His translation of the Talmud into Yiddish took up more than two decades of his life. Four volumes of it were published, Berakhot from the Babylon Talmud in 1922 and three tractates from the Jerusalem Talmud (including Pe'ah, 1928). In his preface, Zalkind said that his commentary was built on those by Rambam, Reb Samson of Sens, Ovadiah Bartenura, Pnei Moshe, Yom-Tov Lipmann Heller and later commentators.

== Ideas ==
According to Yiddish scholar Anna Elena Torres,
In the early twentieth century, Zalkind developed a political philosophy of anarchism from his study of Talmudic ethics, retaining the particularity of Jewish identity and cultural autonomy within a vision of life liberated from capitalism, militarism, statism, and institutional oppression. His capacious politics dissolve the binary between religious conservatism and leftist atheism, anticipating the rise of the “spiritual Left” and critiques of political secularism. Zalkind drew political inspiration from the condition of diaspora, forging a theory of anti-statism from his experiences of statelessness. Rather than retrofitting secular radicalism or “judaizing” anarchism, Zalkind articulated his anti-statism through the language and logics of Jewish scripture while fiercely opposing contemporaneous anarchist strains of atheism, universalism, and antisemitism.
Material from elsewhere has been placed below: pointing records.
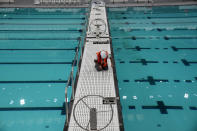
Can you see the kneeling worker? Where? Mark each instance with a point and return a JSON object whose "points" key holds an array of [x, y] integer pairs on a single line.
{"points": [[101, 60]]}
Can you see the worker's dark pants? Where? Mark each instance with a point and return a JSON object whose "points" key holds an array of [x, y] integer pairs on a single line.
{"points": [[99, 67]]}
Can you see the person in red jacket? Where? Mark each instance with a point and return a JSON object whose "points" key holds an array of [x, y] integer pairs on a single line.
{"points": [[101, 60]]}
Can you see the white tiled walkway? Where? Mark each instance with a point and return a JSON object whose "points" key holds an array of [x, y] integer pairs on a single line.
{"points": [[92, 82]]}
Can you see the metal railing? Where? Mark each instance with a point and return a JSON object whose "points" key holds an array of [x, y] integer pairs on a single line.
{"points": [[77, 58]]}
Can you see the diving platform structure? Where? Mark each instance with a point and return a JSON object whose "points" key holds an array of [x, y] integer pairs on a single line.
{"points": [[95, 105]]}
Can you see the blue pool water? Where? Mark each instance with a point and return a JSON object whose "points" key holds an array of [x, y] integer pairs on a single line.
{"points": [[155, 51], [37, 48]]}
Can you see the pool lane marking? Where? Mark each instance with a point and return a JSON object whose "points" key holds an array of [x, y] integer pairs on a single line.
{"points": [[10, 63], [36, 30], [162, 107], [47, 49], [40, 81], [177, 49], [61, 108], [193, 108], [4, 23], [143, 61], [156, 37], [151, 80], [39, 38], [10, 18], [187, 63]]}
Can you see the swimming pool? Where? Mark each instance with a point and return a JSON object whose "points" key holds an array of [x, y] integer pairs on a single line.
{"points": [[155, 51], [37, 48]]}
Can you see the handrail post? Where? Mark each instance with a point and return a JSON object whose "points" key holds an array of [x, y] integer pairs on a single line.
{"points": [[72, 79], [66, 104]]}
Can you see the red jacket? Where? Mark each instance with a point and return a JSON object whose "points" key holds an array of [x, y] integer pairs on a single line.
{"points": [[100, 60]]}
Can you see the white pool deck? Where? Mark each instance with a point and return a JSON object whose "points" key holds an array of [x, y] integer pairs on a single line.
{"points": [[92, 82]]}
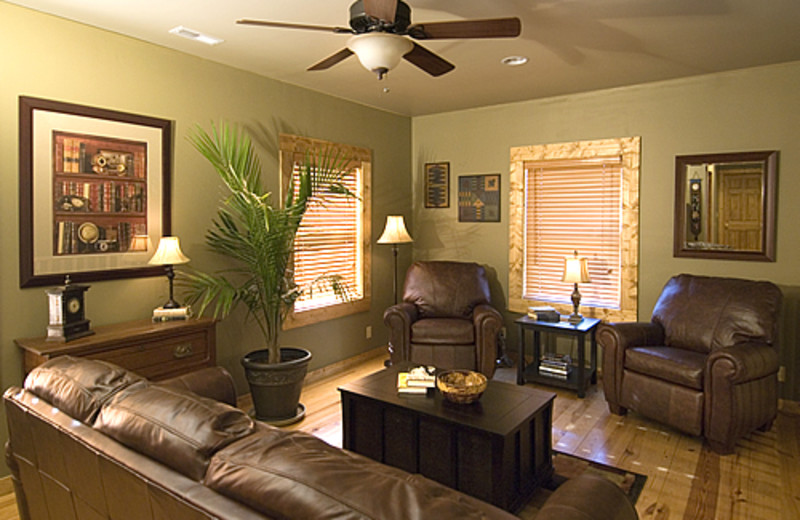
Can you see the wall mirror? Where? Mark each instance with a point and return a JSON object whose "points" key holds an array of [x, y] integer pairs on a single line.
{"points": [[725, 206]]}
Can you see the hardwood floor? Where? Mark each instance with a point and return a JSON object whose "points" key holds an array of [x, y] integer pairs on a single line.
{"points": [[761, 481]]}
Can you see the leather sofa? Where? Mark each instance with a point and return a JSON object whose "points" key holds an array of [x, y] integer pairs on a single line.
{"points": [[89, 440], [706, 363], [446, 318]]}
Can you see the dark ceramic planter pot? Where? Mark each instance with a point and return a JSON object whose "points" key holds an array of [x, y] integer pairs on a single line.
{"points": [[275, 388]]}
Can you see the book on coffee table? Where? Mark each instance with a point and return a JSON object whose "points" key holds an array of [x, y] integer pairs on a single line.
{"points": [[416, 380]]}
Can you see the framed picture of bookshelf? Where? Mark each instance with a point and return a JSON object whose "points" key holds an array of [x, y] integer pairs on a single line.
{"points": [[91, 180]]}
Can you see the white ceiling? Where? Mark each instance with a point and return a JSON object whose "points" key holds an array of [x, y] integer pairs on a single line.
{"points": [[573, 45]]}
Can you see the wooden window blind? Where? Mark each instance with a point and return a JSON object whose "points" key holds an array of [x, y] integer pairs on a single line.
{"points": [[573, 205], [329, 243]]}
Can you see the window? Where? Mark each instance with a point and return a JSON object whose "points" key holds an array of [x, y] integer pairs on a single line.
{"points": [[333, 237], [575, 197]]}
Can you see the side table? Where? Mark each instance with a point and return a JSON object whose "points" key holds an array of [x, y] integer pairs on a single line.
{"points": [[153, 350], [580, 377]]}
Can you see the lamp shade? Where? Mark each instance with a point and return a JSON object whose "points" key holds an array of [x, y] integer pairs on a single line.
{"points": [[169, 252], [379, 52], [576, 269], [139, 243], [395, 231]]}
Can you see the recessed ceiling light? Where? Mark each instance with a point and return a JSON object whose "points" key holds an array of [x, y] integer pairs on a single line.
{"points": [[195, 35], [514, 61]]}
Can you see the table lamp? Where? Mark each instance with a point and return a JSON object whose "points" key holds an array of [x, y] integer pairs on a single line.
{"points": [[168, 254], [395, 233], [576, 270]]}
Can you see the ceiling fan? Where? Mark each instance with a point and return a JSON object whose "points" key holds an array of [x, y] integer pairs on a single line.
{"points": [[379, 29]]}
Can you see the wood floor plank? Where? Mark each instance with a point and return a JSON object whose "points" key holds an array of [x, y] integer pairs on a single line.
{"points": [[787, 427]]}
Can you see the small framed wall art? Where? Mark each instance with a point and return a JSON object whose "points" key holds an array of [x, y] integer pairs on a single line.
{"points": [[437, 185], [91, 180], [479, 198]]}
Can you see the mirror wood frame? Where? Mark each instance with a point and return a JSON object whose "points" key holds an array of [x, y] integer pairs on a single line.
{"points": [[769, 190]]}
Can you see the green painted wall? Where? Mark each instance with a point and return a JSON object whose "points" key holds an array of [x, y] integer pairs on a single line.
{"points": [[754, 109], [51, 58]]}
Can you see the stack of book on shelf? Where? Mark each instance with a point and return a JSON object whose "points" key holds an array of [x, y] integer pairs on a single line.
{"points": [[417, 380], [544, 313], [180, 313], [555, 365]]}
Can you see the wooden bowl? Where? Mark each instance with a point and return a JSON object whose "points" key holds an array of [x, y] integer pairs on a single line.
{"points": [[461, 386]]}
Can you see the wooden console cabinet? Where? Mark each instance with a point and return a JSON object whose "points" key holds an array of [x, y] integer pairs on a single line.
{"points": [[153, 350]]}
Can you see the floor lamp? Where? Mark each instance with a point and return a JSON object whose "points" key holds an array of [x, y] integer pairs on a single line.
{"points": [[395, 233]]}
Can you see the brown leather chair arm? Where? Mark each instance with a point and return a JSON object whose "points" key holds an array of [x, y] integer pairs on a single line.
{"points": [[488, 323], [614, 338], [588, 497], [740, 393], [213, 382], [743, 362], [399, 319]]}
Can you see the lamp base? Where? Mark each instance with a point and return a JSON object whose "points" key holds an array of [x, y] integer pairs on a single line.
{"points": [[574, 319]]}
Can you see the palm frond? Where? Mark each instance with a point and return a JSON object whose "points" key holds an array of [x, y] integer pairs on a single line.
{"points": [[256, 236]]}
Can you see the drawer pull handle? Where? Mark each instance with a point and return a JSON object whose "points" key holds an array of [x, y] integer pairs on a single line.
{"points": [[182, 351]]}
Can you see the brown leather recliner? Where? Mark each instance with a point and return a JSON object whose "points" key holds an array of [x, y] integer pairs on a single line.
{"points": [[707, 362], [445, 318]]}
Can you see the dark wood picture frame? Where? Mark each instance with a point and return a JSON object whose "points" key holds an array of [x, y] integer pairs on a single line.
{"points": [[479, 198], [44, 127], [437, 185], [692, 215]]}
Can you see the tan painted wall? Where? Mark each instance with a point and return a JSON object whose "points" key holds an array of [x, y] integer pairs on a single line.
{"points": [[754, 109], [51, 58]]}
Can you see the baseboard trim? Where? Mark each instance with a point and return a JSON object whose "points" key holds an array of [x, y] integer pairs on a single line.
{"points": [[6, 485], [344, 365]]}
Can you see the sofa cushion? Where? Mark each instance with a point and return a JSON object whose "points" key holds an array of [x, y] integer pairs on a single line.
{"points": [[443, 331], [286, 474], [78, 387], [676, 365], [176, 427]]}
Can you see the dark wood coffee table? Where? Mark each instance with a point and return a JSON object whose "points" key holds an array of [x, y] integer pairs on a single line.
{"points": [[498, 449]]}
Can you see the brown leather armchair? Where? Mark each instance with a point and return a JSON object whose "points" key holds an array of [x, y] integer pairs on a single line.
{"points": [[706, 363], [445, 318]]}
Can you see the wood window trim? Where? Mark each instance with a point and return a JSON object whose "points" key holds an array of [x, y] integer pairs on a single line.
{"points": [[629, 149], [292, 146]]}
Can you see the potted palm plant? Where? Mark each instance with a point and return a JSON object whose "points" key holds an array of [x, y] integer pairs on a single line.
{"points": [[258, 238]]}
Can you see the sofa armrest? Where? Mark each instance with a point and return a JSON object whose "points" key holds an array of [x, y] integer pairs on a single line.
{"points": [[399, 319], [212, 382], [488, 322], [588, 497], [614, 338]]}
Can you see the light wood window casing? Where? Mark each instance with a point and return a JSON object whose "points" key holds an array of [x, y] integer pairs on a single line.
{"points": [[588, 201], [333, 237]]}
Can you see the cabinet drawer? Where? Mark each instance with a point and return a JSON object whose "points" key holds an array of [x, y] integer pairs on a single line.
{"points": [[163, 358]]}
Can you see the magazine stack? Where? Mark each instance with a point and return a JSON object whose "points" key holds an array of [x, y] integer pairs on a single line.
{"points": [[554, 365]]}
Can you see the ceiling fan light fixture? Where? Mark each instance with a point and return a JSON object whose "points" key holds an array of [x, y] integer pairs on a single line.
{"points": [[197, 36], [514, 61], [379, 52]]}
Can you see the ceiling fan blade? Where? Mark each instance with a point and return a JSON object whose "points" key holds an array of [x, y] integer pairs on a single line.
{"points": [[381, 9], [431, 63], [332, 60], [285, 25], [492, 28]]}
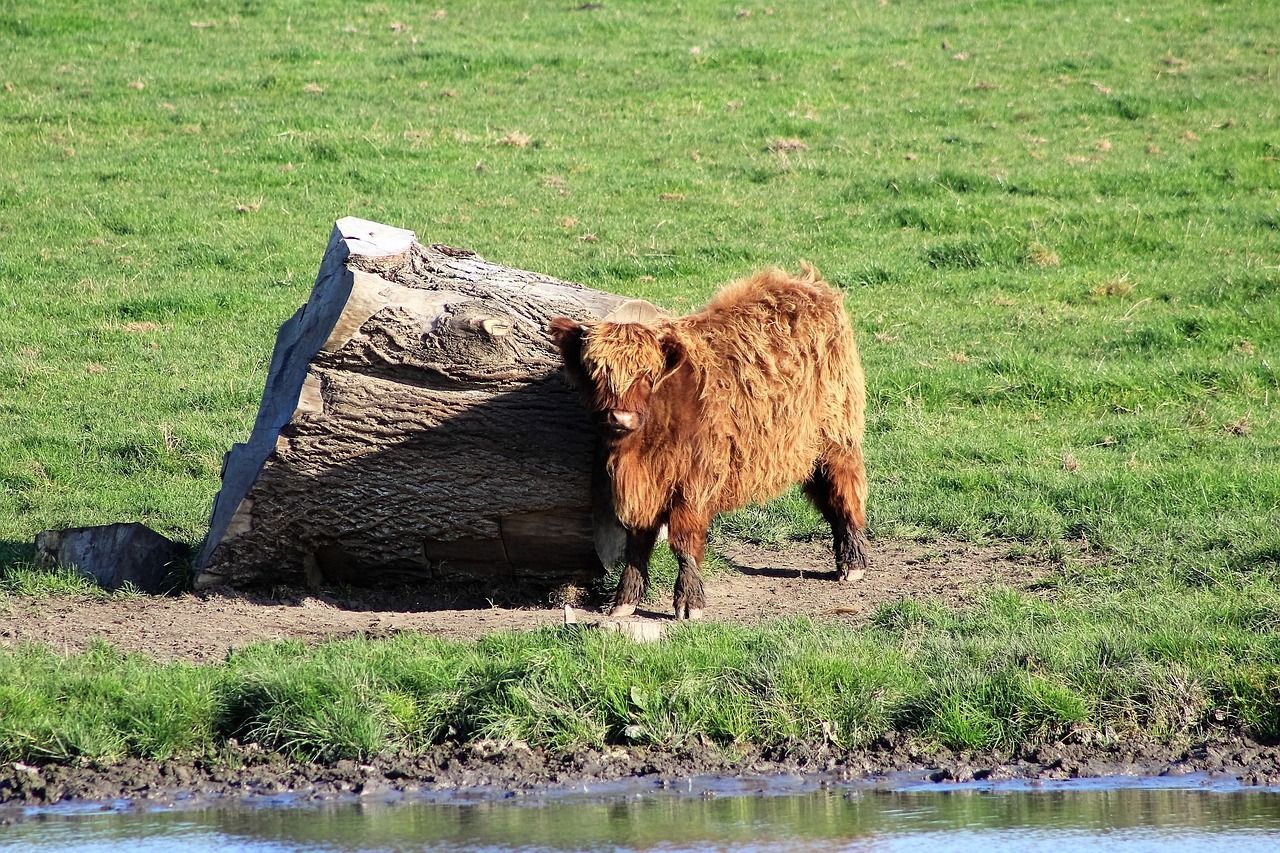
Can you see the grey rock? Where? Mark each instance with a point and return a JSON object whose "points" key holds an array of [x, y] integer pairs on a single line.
{"points": [[114, 555]]}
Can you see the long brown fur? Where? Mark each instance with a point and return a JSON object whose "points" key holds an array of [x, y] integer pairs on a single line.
{"points": [[759, 389]]}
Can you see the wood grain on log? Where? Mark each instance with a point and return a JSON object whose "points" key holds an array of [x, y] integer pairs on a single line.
{"points": [[415, 427]]}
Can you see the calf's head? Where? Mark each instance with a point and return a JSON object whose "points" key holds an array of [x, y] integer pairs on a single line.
{"points": [[617, 366]]}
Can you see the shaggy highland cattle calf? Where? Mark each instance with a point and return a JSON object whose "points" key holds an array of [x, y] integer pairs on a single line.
{"points": [[723, 407]]}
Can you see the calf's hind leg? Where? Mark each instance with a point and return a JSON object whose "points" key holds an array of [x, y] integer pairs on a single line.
{"points": [[839, 489], [635, 576]]}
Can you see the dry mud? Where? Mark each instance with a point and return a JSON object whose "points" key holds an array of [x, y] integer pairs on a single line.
{"points": [[767, 584]]}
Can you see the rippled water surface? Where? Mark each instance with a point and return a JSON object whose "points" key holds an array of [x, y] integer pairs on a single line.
{"points": [[961, 820]]}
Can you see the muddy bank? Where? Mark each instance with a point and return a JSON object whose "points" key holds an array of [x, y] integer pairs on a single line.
{"points": [[506, 770]]}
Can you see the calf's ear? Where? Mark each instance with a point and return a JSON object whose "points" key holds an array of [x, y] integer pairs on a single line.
{"points": [[675, 359], [567, 337]]}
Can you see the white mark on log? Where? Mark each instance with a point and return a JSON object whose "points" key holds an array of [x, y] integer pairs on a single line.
{"points": [[310, 398], [368, 297], [242, 521], [634, 311]]}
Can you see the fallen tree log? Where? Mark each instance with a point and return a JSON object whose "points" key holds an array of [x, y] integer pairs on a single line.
{"points": [[415, 427]]}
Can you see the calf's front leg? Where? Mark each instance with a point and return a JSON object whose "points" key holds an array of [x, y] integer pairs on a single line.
{"points": [[686, 533], [635, 576]]}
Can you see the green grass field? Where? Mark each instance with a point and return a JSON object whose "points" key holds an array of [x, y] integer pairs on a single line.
{"points": [[1056, 224]]}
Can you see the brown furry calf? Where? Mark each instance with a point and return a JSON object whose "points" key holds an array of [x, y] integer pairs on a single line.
{"points": [[723, 407]]}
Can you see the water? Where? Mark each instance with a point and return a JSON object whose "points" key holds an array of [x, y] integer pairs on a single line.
{"points": [[1083, 817]]}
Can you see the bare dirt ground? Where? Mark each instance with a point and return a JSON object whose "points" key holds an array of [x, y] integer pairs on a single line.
{"points": [[767, 584]]}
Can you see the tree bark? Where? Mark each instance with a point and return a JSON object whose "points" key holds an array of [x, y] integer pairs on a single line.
{"points": [[415, 427]]}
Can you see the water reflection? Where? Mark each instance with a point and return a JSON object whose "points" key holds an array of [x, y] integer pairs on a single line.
{"points": [[827, 820]]}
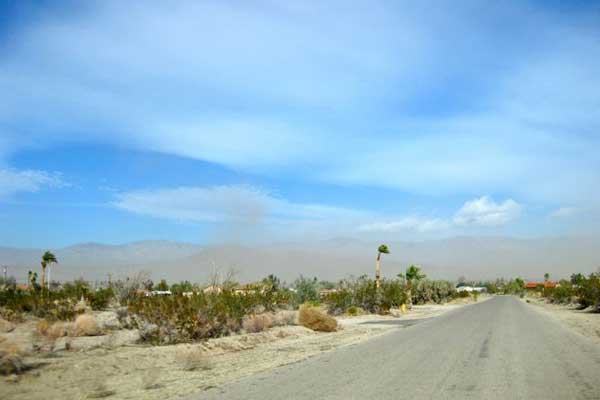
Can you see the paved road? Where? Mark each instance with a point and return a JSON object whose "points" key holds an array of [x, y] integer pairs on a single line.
{"points": [[498, 349]]}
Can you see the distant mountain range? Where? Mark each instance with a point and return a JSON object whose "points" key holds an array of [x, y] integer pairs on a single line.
{"points": [[472, 257]]}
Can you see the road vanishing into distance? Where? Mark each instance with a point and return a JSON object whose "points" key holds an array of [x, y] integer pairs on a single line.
{"points": [[497, 349]]}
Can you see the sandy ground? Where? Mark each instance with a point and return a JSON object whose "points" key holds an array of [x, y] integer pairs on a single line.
{"points": [[159, 372], [583, 322]]}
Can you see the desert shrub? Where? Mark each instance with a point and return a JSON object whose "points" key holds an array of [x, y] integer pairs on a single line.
{"points": [[100, 298], [354, 311], [363, 293], [315, 319], [86, 325], [257, 323], [306, 290], [285, 317], [193, 358], [562, 294], [42, 327], [432, 291], [204, 315], [588, 291], [182, 287]]}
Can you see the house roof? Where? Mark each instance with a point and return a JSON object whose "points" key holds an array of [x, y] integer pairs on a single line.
{"points": [[533, 285]]}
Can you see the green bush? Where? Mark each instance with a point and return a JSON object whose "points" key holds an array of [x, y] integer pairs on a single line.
{"points": [[100, 299], [362, 293], [432, 291], [201, 316], [588, 292]]}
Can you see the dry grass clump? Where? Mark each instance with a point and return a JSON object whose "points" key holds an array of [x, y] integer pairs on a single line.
{"points": [[86, 325], [193, 358], [285, 317], [257, 323], [317, 320]]}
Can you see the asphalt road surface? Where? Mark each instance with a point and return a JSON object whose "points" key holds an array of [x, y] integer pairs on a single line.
{"points": [[498, 349]]}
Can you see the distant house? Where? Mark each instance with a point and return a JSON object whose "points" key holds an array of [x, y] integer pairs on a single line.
{"points": [[541, 285], [159, 293], [326, 292], [249, 288], [212, 289], [478, 289]]}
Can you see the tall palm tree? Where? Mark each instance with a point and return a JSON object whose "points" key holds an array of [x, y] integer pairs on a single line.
{"points": [[383, 249], [413, 274], [47, 259]]}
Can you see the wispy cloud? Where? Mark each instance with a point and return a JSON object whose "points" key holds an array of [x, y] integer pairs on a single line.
{"points": [[248, 208], [407, 224], [13, 181], [239, 203], [563, 212], [484, 212], [425, 108]]}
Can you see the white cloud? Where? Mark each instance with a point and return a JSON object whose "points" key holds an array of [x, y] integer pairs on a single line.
{"points": [[13, 181], [284, 94], [484, 212], [564, 212], [411, 224]]}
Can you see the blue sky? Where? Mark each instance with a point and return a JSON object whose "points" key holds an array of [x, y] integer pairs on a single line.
{"points": [[258, 121]]}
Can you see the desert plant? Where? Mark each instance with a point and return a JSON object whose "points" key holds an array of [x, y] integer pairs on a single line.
{"points": [[285, 317], [315, 319], [306, 290], [42, 327], [382, 249], [257, 323], [48, 258], [86, 325]]}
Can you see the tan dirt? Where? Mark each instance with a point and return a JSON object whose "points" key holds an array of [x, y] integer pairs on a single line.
{"points": [[156, 372], [583, 322]]}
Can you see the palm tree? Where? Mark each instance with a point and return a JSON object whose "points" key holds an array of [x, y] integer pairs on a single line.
{"points": [[47, 259], [413, 274], [383, 249]]}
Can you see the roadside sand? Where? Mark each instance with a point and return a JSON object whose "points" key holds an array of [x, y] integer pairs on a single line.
{"points": [[583, 322], [147, 372]]}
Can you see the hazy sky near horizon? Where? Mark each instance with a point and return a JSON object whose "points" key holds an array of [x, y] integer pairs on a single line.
{"points": [[207, 121]]}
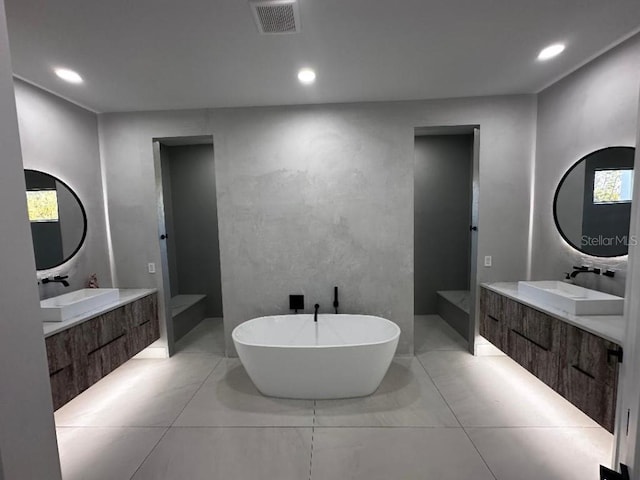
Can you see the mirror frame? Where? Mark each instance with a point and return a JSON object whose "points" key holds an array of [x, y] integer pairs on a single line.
{"points": [[84, 218], [557, 192]]}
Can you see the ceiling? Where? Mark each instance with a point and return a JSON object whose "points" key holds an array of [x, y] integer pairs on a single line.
{"points": [[170, 54]]}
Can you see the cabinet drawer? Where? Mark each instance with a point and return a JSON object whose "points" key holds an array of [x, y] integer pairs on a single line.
{"points": [[594, 398], [142, 319], [540, 361], [539, 328], [63, 348], [102, 330], [105, 359], [588, 353], [494, 330], [66, 383]]}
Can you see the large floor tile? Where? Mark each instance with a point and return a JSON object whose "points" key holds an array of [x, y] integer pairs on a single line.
{"points": [[145, 393], [230, 453], [406, 397], [104, 453], [207, 337], [431, 332], [535, 453], [497, 392], [396, 453], [229, 398]]}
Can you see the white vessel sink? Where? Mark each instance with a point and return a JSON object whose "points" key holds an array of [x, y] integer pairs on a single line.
{"points": [[69, 305], [572, 298]]}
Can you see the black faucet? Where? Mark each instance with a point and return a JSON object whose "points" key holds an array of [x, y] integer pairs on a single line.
{"points": [[58, 279], [578, 270]]}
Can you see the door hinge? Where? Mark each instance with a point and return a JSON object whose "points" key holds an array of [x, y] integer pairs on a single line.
{"points": [[615, 353], [607, 474]]}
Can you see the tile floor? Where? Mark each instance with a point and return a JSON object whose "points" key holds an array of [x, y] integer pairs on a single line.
{"points": [[442, 414]]}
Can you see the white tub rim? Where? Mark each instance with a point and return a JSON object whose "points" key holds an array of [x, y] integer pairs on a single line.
{"points": [[393, 338]]}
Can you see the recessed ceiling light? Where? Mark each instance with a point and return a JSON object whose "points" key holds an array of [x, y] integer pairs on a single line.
{"points": [[551, 51], [307, 76], [68, 75]]}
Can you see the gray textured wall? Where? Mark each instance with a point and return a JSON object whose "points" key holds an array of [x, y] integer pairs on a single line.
{"points": [[167, 198], [61, 139], [28, 448], [442, 205], [592, 108], [315, 196], [571, 204], [195, 224]]}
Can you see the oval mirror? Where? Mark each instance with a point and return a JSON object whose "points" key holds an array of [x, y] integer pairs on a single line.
{"points": [[592, 204], [58, 219]]}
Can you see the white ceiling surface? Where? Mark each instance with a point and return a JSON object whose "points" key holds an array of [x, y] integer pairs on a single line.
{"points": [[169, 54]]}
One of his contemporaries wrote:
[While many individuals hold many radical divergent views,] in all such examples, we are able to locate the central point of that person’s thought in which its roots burrow and from which its fundamental stem grows … Jacob Meir Salkind’s thought… had no such point. Rather, it had many centers at once … He was a man of contradictions who breached every boundary … or so it appeared to us; he himself saw no contradiction at all. For him, everything grew from a single stalk … He did not pass from camp to camp, from Zionism to Socialism and Anarchism, from Hebraism to Yiddishism, from faith to heresy, from piety to libertinism… Rather, he inhabited all these camps at once, he thought every thought at once, entertained every belief at once, inhaled every atmosphere in a single breath and perceived no inconsistency in it.